In tutti questi anni ha potuto vivere da vicino il calcio dilettantistico ligure in tutte le sue forme. Oggi trova delle differenze rispetto a quando ha iniziato?
“Per quanto riguarda la Federazione, mi sembra sempre un mondo molto vecchio, lo era prima e lo è ancora oggi. Il problema non è anagrafico, è che non si lavora con i giovani e non si accettano i cambiamenti. Le società sono state costrette a migliorarsi, in questo senso è cambiato moltissimo. Prima figure come il preparatore atletico, il preparatore dei portieri o l’allenatore in seconda non c’erano, mentre oggi alcune società di Eccellenza hanno dei mister con staff di cinque persone. Stiamo scimmiottando molto il calcio professionistico: questo porta a migliorare la qualità e il livello del calcio dilettantistico, ma ci sono anche delle derive negative, una su tutte la preparazione. Noi iniziamo il campionato il 29 settembre e c’è qualcuno che ha iniziato la preparazione il 25 luglio. Questo non serve alla società o alla squadra, serve, secondo me, all’allenatore perché in questo modo si sente professionista. Semplicemente anticipando il calendario. Questo non è essere professionali, ma credere di essere professionisti. Anche il calendario federale è sbagliato, noi iniziamo a fine settembre solo grazie alla presenza di un nuovo torneo Juniores UEFA, ma dovrebbe essere sempre così, permettendo a chiunque, studenti e lavoratori, di programmare anche delle vacanze. La Federazione è molto distante dalle esigenze delle società e di chi fa sport. Il movimento lo fa chi gioca, mentre per i dirigenti federali contano i presidenti. La base devono essere i praticanti.”

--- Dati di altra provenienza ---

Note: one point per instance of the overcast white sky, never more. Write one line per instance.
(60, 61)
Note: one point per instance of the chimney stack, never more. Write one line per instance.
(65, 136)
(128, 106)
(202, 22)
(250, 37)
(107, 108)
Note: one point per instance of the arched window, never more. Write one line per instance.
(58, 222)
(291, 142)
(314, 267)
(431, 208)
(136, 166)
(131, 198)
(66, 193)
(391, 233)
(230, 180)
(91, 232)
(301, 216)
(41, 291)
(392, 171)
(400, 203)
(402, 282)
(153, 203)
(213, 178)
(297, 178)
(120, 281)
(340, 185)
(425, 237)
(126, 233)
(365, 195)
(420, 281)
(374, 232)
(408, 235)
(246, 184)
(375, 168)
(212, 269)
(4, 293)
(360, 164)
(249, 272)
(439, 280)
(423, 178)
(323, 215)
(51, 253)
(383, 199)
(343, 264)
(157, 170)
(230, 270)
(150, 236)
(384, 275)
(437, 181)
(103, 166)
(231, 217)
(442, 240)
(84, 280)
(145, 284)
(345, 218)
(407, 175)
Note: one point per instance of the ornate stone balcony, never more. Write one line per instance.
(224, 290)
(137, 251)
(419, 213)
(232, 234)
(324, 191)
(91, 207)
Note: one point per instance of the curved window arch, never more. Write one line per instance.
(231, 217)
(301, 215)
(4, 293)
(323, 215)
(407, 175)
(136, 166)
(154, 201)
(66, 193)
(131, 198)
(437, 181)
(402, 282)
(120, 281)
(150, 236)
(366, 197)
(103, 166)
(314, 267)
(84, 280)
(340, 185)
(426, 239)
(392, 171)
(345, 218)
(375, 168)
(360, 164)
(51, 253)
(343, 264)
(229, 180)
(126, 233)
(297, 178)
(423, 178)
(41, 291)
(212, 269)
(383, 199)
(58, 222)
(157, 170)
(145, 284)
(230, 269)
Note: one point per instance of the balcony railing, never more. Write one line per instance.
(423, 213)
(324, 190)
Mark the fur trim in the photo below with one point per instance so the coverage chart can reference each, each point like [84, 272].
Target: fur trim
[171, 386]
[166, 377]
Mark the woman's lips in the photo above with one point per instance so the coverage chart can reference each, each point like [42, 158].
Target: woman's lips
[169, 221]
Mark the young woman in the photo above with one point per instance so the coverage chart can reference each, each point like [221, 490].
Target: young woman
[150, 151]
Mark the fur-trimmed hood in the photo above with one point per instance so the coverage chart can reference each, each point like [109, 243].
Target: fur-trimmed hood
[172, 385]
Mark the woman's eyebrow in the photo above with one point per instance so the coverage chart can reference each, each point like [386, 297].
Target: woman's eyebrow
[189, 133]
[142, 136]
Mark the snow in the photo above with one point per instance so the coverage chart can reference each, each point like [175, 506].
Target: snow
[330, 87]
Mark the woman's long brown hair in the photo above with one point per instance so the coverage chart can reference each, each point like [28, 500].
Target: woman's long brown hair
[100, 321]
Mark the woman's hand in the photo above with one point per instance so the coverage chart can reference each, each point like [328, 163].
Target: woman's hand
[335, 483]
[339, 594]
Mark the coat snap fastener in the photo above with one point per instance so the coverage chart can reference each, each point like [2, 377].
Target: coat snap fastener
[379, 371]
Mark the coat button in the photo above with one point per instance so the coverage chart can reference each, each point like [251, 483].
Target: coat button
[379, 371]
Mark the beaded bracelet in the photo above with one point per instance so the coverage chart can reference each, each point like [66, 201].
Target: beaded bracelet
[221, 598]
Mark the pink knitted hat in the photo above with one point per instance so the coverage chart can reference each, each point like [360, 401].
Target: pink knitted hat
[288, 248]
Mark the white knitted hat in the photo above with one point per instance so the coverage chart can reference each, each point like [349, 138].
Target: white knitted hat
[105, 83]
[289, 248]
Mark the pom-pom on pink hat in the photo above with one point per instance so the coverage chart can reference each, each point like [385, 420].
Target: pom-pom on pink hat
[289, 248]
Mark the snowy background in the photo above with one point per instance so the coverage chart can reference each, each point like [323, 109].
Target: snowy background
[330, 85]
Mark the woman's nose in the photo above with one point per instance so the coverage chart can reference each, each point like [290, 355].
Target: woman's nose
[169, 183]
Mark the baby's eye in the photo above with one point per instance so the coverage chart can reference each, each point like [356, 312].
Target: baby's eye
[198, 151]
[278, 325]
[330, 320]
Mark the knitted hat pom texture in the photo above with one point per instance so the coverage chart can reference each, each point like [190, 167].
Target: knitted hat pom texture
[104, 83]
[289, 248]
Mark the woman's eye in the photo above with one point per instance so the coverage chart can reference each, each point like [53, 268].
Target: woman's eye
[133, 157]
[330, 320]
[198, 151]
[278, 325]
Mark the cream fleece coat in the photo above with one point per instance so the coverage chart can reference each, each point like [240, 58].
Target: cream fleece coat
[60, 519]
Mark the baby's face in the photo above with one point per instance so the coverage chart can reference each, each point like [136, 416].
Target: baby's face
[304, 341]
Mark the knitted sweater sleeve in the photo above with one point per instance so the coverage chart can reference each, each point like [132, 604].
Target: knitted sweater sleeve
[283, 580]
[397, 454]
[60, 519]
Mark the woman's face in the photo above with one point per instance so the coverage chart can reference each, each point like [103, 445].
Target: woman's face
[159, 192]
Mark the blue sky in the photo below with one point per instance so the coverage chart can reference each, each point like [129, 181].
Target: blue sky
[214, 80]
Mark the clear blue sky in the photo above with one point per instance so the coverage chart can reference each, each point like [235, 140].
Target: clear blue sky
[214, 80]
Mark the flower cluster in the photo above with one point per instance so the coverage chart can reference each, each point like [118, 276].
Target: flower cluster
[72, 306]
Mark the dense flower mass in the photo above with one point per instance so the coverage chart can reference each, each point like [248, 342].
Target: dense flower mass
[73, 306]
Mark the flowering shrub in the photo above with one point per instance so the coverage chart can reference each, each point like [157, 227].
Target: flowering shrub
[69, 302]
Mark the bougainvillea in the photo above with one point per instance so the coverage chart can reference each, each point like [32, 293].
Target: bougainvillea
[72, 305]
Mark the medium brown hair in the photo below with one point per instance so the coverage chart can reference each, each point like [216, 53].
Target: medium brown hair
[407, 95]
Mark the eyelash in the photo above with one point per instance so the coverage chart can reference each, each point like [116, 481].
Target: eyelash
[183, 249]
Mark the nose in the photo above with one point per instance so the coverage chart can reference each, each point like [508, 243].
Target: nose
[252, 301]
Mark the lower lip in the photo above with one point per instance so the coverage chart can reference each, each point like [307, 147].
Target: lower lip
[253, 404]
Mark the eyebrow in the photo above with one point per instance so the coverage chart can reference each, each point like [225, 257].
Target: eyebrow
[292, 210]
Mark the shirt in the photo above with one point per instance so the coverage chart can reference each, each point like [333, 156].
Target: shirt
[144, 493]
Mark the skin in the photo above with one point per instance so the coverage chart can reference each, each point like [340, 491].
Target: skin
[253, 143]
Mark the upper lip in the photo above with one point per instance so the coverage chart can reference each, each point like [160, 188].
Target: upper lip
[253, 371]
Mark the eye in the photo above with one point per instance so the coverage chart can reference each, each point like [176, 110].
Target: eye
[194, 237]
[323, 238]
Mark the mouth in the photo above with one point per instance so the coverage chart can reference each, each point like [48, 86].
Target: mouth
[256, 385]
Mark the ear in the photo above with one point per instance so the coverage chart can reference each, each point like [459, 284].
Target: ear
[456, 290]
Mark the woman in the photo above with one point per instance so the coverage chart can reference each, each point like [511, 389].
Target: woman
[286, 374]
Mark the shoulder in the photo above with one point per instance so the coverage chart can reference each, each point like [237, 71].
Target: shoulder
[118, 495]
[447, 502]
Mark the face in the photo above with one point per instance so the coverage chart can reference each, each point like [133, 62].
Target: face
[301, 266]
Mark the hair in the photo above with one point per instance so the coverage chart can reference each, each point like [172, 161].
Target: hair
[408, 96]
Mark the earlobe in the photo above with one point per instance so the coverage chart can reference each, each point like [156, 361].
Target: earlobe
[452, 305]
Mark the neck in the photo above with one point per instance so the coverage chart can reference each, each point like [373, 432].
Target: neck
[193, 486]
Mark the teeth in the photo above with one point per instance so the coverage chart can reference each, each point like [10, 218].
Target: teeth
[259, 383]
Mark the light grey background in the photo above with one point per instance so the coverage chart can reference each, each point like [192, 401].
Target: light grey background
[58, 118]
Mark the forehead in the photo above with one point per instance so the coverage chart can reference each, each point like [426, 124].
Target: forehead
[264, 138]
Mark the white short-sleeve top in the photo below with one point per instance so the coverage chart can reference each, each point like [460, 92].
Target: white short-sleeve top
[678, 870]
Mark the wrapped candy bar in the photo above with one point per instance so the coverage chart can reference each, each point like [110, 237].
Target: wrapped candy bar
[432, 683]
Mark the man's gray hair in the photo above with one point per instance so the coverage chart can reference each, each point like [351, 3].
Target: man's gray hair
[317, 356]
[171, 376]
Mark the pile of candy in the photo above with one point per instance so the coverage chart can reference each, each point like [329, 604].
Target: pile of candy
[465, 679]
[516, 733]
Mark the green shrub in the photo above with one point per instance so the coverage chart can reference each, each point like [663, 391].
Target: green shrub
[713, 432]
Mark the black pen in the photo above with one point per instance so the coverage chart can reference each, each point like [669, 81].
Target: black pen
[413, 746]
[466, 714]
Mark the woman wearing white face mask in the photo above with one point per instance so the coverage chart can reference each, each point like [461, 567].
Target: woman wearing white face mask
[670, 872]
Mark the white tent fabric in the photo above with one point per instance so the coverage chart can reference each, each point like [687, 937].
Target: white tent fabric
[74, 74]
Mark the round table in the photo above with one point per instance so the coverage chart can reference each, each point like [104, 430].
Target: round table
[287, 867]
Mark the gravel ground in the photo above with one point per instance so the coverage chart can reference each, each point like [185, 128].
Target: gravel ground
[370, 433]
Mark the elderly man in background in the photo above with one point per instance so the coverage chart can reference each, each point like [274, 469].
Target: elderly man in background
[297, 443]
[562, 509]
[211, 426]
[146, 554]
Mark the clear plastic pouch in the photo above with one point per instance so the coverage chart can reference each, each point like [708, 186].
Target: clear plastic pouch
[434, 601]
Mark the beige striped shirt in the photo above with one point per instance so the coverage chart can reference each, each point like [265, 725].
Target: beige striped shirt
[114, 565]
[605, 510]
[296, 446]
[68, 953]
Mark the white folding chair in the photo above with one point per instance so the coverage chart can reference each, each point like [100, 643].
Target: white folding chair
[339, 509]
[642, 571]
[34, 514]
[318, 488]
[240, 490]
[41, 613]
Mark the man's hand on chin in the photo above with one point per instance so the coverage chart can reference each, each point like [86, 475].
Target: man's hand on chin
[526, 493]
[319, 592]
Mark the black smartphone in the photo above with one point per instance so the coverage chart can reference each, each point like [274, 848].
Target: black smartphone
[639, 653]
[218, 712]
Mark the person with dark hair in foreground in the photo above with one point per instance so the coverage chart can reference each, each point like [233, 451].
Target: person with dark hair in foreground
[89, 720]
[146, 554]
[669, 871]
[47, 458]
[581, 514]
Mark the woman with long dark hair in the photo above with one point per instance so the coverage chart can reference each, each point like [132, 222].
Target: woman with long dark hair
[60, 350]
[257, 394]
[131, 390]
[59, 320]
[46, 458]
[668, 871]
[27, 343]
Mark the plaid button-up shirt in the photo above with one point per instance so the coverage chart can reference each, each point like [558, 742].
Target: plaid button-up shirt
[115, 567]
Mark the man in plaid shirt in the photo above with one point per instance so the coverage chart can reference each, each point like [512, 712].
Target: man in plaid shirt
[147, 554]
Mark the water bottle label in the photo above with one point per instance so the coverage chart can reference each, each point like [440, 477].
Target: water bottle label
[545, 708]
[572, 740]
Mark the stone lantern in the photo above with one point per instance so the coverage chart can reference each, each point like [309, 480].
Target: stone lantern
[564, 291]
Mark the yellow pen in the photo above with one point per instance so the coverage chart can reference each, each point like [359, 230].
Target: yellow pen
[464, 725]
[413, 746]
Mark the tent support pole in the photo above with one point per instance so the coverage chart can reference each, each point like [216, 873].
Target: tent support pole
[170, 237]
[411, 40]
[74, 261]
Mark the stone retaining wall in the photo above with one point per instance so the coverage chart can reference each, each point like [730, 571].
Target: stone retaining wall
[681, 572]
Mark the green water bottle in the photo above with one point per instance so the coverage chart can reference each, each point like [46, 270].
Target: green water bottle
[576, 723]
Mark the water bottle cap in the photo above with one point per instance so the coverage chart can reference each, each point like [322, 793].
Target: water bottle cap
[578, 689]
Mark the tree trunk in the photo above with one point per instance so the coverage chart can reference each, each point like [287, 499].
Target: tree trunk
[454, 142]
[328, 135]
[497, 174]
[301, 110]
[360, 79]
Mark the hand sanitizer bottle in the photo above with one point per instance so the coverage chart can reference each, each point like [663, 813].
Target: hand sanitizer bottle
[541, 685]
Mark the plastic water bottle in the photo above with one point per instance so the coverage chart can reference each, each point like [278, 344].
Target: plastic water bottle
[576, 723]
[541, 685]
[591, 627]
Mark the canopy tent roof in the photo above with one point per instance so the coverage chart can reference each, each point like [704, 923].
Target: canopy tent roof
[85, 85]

Cambiando argomento, tra i grandi allenatori del passato e di oggi c’è qualcuno a cui si ispira o ammira particolarmente?
“Io sono un mazzoniano. Mazzone è stato a lungo considerato un allenatore retrogrado, ma ascoltando le testimonianze dei vari Baggio e Guardiola ne emerge un uomo competente e dal cuore grande. Per me Mazzone è un’icona, a volte un po’ dimenticata. Passando ai giorni nostri, da spettatore e appassionato ammiro Bielsa, per quello che dice e quello che fa, e Klopp, come uomo e per il suo modo di giocare in verticale. Sono tre allenatori tutti molto amati dai loro giocatori. Per dirti un quarto nome, cito Ancelotti. Ha un carattere molto diverso dal mio, possiede una calma e una tranquillità nella gestione che io, in tutti questi anni, non sono mai riuscito a trovare. Sono molto più passionale, un mediano sanguigno, un Gattuso.”